Ante los recientes incendios forestales en Venezuela, en medios y redes sociales se ha hecho común el honrar a los bomberos que están luchando contra los incendios dándoles el tratamiento de héroes.
Este debate ya se ha planteado en otros países, en eventos como la pandemia de COVID-19, emergencias asociadas a eventos extremos e incendios forestales de gran magnitud.
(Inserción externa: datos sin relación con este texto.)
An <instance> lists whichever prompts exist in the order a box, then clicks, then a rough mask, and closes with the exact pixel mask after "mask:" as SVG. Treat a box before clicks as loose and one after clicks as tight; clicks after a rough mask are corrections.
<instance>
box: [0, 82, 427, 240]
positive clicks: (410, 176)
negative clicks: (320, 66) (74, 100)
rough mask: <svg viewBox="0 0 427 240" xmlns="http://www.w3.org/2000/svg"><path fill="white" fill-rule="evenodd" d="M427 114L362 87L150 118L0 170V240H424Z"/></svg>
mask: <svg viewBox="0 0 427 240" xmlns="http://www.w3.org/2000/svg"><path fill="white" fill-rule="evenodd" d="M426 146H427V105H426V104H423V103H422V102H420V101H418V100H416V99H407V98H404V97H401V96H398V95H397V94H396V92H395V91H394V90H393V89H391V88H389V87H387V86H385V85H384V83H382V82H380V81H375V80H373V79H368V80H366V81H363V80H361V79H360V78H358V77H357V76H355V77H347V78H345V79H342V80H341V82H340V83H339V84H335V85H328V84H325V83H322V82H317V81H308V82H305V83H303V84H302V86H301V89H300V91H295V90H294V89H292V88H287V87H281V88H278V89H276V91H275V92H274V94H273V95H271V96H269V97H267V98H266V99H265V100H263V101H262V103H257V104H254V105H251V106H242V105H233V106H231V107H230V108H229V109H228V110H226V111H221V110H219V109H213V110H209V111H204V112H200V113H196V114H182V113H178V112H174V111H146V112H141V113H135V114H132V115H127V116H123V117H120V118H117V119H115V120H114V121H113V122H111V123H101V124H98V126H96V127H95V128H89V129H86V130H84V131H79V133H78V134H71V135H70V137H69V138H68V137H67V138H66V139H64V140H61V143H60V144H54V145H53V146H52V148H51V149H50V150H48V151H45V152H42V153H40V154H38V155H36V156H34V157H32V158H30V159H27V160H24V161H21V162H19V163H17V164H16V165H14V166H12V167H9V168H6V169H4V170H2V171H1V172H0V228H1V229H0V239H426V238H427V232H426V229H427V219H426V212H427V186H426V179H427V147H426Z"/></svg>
Esa es una mirada equivocada.
Bomberos, personal médico y paramédico no son superhéroes
Son profesionales que trabajan en condiciones muy peligrosas y altamente exigentes, frecuentemente poniendo en peligro sus vidas y su salud y sí, merecen reconocimiento social.
Pero si realmente se quiere respaldar su labor, el apoyo debe ir en términos de salarios adecuados, equipamiento suficiente, soporte técnico y logístico, así como con cobertura médica y de seguros.
Mientras hablamos de superhéroes nos olvidamos de los responsables
Y raramente señalamos a los que, por acción u omisión, permitieron que incendios y otros eventos destructivos se conviertan en desastres.
Apoyemos a quienes responden en primera línea con valentía y voluntad.
Pero también exijamos, a las autoridades responsables, planes de prevención, contingencia y restauración efectivos, así como un compromiso ético con el país.